Share-Buyback Announcements Plunge, Stocks Risk Getting Clocked

Monday, June 20, 2016
By Paul Martin

by Wolf Richter
WolfStreet.com
June 20, 2016

In 2015, S&P 500 companies bought back $569 billion of their own shares, down just a smidgen from $572 billion in 2014, according to FactSet. That’s a combined $1.14 trillion in stock repurchases. With the S&P 500 market capitalization at $18.8 trillion currently, corporate buybacks over the past two years have mopped up about 6% of the total float in dollar terms. And this has been happening year after year with increasing vehemence since 2010.

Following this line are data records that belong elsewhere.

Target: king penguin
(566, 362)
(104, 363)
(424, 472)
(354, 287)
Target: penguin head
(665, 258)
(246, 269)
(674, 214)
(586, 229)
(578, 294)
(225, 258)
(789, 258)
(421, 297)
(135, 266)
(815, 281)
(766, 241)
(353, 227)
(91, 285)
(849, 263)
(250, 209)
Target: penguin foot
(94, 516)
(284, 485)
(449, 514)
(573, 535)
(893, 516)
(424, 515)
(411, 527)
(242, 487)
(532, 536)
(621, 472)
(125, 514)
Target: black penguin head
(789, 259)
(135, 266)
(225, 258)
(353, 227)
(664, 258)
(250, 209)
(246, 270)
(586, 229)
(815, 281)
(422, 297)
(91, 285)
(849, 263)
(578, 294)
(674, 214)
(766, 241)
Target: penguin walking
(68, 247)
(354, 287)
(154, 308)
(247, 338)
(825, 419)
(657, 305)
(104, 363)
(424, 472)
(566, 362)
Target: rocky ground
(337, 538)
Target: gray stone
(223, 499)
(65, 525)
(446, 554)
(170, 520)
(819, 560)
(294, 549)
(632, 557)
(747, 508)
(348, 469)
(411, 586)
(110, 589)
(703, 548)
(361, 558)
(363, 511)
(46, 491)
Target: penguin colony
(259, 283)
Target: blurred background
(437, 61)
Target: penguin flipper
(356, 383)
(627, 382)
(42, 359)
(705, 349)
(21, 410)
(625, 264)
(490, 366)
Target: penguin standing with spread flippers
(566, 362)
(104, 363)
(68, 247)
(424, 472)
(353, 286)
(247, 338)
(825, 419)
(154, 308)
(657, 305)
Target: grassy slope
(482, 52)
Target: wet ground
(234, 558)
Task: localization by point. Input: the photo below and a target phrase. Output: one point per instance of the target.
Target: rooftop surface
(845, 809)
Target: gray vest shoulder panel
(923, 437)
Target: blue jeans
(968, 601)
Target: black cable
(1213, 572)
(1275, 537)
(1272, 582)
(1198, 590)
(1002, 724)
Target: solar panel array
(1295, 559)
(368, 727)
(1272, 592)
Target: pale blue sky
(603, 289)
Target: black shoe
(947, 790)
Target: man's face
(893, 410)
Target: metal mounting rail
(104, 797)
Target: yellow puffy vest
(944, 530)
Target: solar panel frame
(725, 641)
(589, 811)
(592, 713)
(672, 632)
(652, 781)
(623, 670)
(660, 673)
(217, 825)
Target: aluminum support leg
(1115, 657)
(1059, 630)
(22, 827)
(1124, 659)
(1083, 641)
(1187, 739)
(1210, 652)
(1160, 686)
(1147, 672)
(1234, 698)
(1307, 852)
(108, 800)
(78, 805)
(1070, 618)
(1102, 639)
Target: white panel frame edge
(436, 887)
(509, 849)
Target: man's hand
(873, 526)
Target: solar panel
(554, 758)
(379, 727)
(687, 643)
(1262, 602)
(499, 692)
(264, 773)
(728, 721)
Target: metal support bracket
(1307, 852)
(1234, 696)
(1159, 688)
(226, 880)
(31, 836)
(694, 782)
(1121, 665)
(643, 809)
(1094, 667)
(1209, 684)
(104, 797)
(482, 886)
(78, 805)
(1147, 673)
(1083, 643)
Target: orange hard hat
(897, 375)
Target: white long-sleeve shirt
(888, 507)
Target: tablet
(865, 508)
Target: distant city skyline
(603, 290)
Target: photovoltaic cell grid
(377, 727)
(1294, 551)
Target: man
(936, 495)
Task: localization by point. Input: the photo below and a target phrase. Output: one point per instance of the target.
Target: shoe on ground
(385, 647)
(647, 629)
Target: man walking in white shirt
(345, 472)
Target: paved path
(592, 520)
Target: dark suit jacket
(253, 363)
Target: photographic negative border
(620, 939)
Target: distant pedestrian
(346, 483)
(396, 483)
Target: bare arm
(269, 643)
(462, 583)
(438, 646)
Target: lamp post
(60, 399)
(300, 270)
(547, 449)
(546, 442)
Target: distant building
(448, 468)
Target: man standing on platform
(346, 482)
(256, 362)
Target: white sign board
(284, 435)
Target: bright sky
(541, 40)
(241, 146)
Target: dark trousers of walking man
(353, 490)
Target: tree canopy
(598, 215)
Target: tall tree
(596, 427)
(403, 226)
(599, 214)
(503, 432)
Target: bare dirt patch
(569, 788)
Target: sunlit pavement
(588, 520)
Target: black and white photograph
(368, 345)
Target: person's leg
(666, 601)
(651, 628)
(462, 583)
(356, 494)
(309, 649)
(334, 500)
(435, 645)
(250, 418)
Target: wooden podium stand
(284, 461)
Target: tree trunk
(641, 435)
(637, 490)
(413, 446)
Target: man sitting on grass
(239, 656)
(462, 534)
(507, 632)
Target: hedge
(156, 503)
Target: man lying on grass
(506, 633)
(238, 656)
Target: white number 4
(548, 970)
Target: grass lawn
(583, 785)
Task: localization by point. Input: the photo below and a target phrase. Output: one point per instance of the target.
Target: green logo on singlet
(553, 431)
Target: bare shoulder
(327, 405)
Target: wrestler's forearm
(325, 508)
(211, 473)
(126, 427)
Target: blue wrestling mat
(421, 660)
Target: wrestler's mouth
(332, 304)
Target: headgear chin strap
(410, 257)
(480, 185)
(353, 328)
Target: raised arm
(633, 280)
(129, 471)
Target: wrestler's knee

While some sectors already cut back in 2015, buybacks soared 44% in the Industrial sector and 26% in the Consumer Discretionary sector. Companies buying back their own shares act purposefully as the relentless bid, with the sole goal of driving up share prices. They want to buy high! And it works.

These shares don’t sit in an account waiting to be dumped on the market. Companies cannot sell the shares that they previously repurchased. Selling shares is considered “raising capital,” which requires companies to jump through all kinds of regulatory hoops, often followed by a sell-off. Corporate share repurchases won’t ever reverse and turn into selling pressure. These shares just just evaporate.

So share repurchases add enormous buying pressure. IBM, which most recently reported its 16th year-over-year revenue decline in a row, ending up with its worst quarterly revenues in 14 years, is a master at this. That’s why its stock price magically keeps creeping back up after the post-earnings announcement beat-down.